Licensing and Additional Features
Elastic’s Gold Subscription provides support plus access to some additional products including Shield, Marvel, and Watcher. The subscription is per data node so this setup helps keep the costs down while still providing the recommended resiliency for the masters. Shield gives you the ability to implement full RBAC for you logs, Marvel helps you keep and eye on your cluster, and Watcher allows you to do alerting based on information in your logs. When you combine these features with the comfort of having support it seems like a no-brainer to me.
A note on log shippers
Finding shippers has been the single biggest challenge of this setup. My requirements aren’t that lofty:
- It should be installable via a package manager. On Windows this means it needs to be available via Chocolatey. On Linux I prefer it when the vendor provides repositories for Red Hat and Ubuntu based systems.
- It should be fairly light on resources so that it can be integrated into existing systems without a change in resources (particularly RAM).
- It needs to be able to be managed by Puppet
- It needs to output to Redis or at least output JSON
- It needs to support a variety of inputs including flat files
Here are some of the pros and cons I found while researching the available options:
- Logstash itself is disappointing here… it requires Java which isn’t exactly light on resources. On the receiver-side I do prefer this but may want or need to avoid it on the shipping side.
- Logstash Forwarder is light but only ships via the Lumberjack protocol. To get this into a broker such as Redis I would have to first route it through a Logstash instance. On the up side it does support encryption so it may be of use for certain hosts.
- Beaver, a python application, doesn’t support Windows Event Log and doesn’t really offer anything to tempt me away from other options.
- Woodchuck is written in Ruby which is also a dependency of Puppet so is already installed on all nodes. On the downside, it doesn’t support Windows Event Log nor does it support tagging.
- Fluentd is actually quite nice and looks more and more like what I will end up using as my shipper on non-Windows servers. It can also be used instead of Logstash on the receiving side. I tried an Elasticsearch, Fluentd, and Kibana stack and just didn’t like the format of the data nearly as much.
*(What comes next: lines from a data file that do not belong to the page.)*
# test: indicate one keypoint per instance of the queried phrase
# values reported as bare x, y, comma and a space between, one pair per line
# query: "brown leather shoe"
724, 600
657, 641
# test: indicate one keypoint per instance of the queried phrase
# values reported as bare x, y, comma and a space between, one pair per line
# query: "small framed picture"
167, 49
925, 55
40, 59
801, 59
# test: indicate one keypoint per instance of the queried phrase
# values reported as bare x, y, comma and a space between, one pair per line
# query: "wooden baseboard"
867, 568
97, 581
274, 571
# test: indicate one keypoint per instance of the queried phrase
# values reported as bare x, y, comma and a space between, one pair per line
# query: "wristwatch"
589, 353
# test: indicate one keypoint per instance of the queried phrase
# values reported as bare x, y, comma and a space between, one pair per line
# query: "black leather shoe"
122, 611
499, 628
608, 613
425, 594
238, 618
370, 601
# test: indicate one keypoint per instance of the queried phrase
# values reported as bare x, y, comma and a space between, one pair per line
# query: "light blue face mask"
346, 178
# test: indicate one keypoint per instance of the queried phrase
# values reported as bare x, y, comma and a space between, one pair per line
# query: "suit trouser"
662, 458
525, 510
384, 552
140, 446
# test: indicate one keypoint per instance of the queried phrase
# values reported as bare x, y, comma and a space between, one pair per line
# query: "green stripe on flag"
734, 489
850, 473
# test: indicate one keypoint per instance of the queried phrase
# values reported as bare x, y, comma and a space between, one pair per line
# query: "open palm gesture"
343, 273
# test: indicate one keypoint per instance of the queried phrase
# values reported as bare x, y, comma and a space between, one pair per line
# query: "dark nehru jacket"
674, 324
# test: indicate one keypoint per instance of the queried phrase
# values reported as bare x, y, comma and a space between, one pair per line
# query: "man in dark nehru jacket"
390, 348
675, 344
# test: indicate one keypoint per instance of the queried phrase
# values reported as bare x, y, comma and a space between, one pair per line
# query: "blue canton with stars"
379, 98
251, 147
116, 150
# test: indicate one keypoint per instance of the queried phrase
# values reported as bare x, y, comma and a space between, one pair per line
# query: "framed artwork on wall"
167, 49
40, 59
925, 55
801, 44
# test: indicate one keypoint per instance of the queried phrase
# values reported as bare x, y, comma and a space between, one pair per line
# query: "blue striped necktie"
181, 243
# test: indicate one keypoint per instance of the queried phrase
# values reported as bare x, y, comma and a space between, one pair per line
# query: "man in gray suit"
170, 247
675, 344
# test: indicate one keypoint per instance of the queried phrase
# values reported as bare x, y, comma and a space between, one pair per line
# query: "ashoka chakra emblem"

Fluentd also offers integration with programming languages including: - PHP
This allows for logging directly from applications instead of to a flat file that then must be read and parsed.
All in all I have been absolutely amazed at how easy everything has been to setup. I am quite impressed with everything thus far and am looking forward to finishing my scale out so that I can start shipping logs from many more sources. I plan to start bringing in logs from all servers and their applications, from switches and access points, and everywhere else I can think of.